FieldTypeRequiredLimits / notes
tostring (E.164)yesOne recipient per message
template.namestringyesAn approved template name; lowercase letters, digits, and underscores
template.languagestringno*Template language tag (e.g. en, pt_BR); omit for single-language templates
template.componentsarraynoFills {{n}} variables; component type is header, body, or button
* language is optional only when the template has a single language.

What isn't supported yet

The request accepts to and template and nothing else. The following are part of the roadmap but rejected today — a request that includes them fails with a 422:
  • Free-text (non-template) sends — WhatsApp sends are template-only in this release.
  • Non-text parameters — media, location, and other parameter types are reserved; only text is supported.
  • tags and metadata — not accepted on a WhatsApp send.
  • Batch sending — there is no /v1/whatsapp/batches; send one message per call.
  • Recipients without a phone number — a WhatsApp-ID-only recipient is rejected before any charge.
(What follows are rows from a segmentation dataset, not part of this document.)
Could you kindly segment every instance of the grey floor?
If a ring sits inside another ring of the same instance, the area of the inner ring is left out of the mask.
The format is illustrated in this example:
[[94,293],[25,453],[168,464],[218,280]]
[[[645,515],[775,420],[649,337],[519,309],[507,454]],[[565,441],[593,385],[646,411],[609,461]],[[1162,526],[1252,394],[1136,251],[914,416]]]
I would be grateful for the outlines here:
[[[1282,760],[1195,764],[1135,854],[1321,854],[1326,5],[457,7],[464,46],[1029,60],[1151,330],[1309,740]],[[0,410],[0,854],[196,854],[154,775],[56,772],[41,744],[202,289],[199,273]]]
The async model: what 202 means

A successful send returns 202 Accepted with a message ID and status: accepted. The 202 is returned only after the send is durably accepted — it is never accepted and then silently dropped. Hard failures you can fix (an invalid recipient, an unknown template, a missing variable) fail immediately with a 422; a send that would exceed your workspace balance, or a route with no price, is rejected before anything is charged. Actual delivery happens asynchronously: the message moves to sent when Bird hands it to WhatsApp, then to a terminal status (delivered or failed) when the receipt arrives, reported through events, webhooks, and the read endpoints. A read receipt is surfaced separately as a read_at timestamp and a whatsapp.read event, not as a status.

Cost and billing

Billing — Bird charges for a WhatsApp message when it is sent, regardless of whether it is ultimately delivered. The price depends on the destination country and the template's category; see WhatsApp pricing.
WhatsApp is priced per message, keyed on the template's category and the recipient's country. Bird charges your wallet up-front, when it accepts and processes the send — before the message is dispatched to WhatsApp — and the charge stands whether or not the message is later delivered. If the route has no price or your balance is insufficient, the send is rejected with an error and nothing is charged.

Retrying safely

Send the Idempotency-Key header with a unique value per logical send, and retries become safe: if your first request succeeded but you never saw the response (timeout, dropped connection), replaying the same request with the same key returns the original result — and the response carries an Idempotency-Replay header — instead of sending, and charging for, a duplicate message. See idempotency for key format and retention.